Femtosecond double pulse laser-induced breakdown spectroscopy: Investigation of the intensity enhancement

Abstract

Femtosecond laser-induced breakdown spectroscopy (fs LIBS) experiences a growing number of applications. We used a fs double pulse (DP) laser system to enhance the line intensities and we quantified the major mechanisms responsible for intensity enhancement in fs DP LIBS. The laser-induced plasma was excited by a 400 nm pulse and a delayed 800 nm pulse focused on metallic and oxide materials. The 400 nm pulses were produced by frequency doubling of the fundamental laser pulses at 800 nm. The laser radiation not converted by second harmonic generation was used as the 800 nm pulses. The LIBS spectra and the time-resolved plasma parameters were measured as function of pulse energies and correlated to the volume of ablation craters and the amount of nanoparticles formed in the process.
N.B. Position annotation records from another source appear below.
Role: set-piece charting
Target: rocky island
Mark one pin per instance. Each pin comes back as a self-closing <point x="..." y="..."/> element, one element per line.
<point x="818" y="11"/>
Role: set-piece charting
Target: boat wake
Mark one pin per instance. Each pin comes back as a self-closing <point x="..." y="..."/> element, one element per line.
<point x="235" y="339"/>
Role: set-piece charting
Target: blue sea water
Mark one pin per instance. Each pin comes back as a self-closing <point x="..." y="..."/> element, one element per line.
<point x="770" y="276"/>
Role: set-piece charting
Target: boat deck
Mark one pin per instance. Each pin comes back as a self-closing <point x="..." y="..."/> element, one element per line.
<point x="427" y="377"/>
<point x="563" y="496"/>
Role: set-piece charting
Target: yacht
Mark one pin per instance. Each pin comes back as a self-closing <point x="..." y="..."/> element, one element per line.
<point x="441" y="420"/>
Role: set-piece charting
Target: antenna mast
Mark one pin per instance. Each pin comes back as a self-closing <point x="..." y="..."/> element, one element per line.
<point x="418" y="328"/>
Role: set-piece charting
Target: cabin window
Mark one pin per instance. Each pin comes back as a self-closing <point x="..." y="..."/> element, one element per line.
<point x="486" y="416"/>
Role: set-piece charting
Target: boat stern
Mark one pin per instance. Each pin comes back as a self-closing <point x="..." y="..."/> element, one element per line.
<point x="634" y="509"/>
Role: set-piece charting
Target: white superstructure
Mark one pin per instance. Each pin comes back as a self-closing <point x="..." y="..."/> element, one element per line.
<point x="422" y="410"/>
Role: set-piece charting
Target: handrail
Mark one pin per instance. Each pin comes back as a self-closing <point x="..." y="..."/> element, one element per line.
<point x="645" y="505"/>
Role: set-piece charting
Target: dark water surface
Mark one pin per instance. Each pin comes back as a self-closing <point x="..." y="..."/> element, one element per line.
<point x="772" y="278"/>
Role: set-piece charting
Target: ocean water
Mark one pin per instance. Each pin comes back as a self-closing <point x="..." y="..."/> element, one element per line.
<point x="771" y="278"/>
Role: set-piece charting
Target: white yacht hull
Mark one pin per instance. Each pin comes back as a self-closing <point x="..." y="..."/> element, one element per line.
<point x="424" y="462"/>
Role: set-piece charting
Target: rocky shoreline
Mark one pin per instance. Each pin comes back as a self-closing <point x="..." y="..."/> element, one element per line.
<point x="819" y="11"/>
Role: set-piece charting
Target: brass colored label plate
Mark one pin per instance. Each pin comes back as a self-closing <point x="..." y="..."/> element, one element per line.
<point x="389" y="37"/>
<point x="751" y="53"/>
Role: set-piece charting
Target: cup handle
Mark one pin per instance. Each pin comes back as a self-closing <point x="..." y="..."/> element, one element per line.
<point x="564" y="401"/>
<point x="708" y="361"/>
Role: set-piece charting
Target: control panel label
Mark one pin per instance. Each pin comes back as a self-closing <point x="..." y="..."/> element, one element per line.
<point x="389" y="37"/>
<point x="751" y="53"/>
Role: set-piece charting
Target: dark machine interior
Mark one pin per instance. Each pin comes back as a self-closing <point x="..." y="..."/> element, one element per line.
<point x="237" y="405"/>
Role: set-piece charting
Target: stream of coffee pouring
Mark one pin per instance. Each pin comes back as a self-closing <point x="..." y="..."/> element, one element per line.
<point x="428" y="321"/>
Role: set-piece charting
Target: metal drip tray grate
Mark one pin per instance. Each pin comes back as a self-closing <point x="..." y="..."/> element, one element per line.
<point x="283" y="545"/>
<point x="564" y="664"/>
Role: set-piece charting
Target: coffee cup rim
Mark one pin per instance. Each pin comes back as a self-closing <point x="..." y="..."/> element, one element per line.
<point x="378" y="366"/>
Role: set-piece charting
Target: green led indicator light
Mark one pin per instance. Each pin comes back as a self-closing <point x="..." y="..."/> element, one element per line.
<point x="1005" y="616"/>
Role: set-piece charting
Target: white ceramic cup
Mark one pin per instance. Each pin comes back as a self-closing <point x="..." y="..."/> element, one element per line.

Our results showed that the fs LIBS line intensities measured with double pulse excitation IDP were much higher than with single pulse excitation ISP. The intensity enhancement on metallic Cu was IDP/ISP = 2–30 depending on the energy of the first fs pulse. The dominating mechanisms of DP intensity enhancement were the increased number of atoms in plasma N and the higher plasma temperature T. The increase of N was due to the larger volume of DP ablation craters. The atomization of nanoparticles by laser-plasma-particle interaction contributed much less. The intensity enhancement was highest at lowest energy of the first pulse. Fs DP LIBS may thus enable elemental imaging with improved lateral resolution, higher sensitivity and increased elemental contrast.